27.09.2009: SV Pädagogik Rostock – SG Bützow-Güstrow 29:14

Spielerische Linie nicht gefunden 

Konnte die SG Bützow-Güstrow um Trainerteam Detlef Kröger und Jens-Peter Kruse letzte Woche zum Spiel gegen den VfL BW Neukloster auf eine volle Bank zurückgreifen, hatten sie an diesem Sonntag auswärts gegen den SV Pädagogik Rostock zu Beginn des Spiels nur sieben Feldspielerinnen und zwei Torfrauen zur Verfügung. Erfreulicherweise streifte sich Betreuerin Simone Sachs das SG Trikot über, um den Frauen wenigstens eine Wechselmöglichkeit anzubieten.
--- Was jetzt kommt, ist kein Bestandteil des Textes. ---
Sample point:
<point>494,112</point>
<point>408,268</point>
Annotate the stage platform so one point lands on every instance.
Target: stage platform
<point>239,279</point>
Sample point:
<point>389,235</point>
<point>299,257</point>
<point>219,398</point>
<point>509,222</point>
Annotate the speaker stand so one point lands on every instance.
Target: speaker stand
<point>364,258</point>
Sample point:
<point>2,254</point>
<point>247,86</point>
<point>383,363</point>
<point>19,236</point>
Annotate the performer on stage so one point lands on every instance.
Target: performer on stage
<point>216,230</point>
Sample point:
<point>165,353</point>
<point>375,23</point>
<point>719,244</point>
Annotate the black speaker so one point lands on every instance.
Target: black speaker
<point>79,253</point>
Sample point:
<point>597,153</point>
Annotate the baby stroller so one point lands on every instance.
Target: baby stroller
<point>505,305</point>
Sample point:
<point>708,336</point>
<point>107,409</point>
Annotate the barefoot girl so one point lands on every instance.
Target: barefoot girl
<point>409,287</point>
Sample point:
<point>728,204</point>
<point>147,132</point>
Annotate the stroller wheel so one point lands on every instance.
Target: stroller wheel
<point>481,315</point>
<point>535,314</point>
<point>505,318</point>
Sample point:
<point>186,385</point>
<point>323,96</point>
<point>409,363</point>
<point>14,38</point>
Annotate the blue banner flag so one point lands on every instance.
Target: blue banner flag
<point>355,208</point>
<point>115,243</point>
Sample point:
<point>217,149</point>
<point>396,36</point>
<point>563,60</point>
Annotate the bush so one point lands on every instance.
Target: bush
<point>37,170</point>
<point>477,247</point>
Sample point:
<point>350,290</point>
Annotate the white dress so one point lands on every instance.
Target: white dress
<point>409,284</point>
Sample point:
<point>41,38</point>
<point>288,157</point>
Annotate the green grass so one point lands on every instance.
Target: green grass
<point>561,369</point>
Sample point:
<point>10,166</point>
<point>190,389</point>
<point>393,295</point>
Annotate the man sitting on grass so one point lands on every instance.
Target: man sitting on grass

Zu Beginn des Spiels konnten die deutlich körperlich unterlegenden SG Spielerinnen noch gut mithalten. Jedoch fanden sie für den starken Mittelblock der Gastgeber nicht das richtige Mittel und blieben oft in der Abwehr hängen. Die Angriffe wurden zu langsam und harmlos vorgetragen. Man konnte zwar hier und da einen Strafwurf rausholen und verwandeln, sowie einen erfolgreichen Tempogegenstoß starten, jedoch reichte dies gegen die starken Rostockerinnen nicht aus. Bis zur 20. Minute (7:6) gestaltete sich das Spiel noch relativ ausgeglichen. Doch dann kam der unerklärliche Einbruch der SG-Frauen, der sich wie ein roter Faden durch das gesamte restliche Spiel zog und von dem sie sich nicht mehr richtig erholten. Die Körpersprache stimmte nicht mehr, die Kräfte ließen nach und die SG-Frauen fanden einfach keine spielerische Linie. Mit einem Halbzeitstand von 14:7 verabschiedeten sich beide Teams in die Pause.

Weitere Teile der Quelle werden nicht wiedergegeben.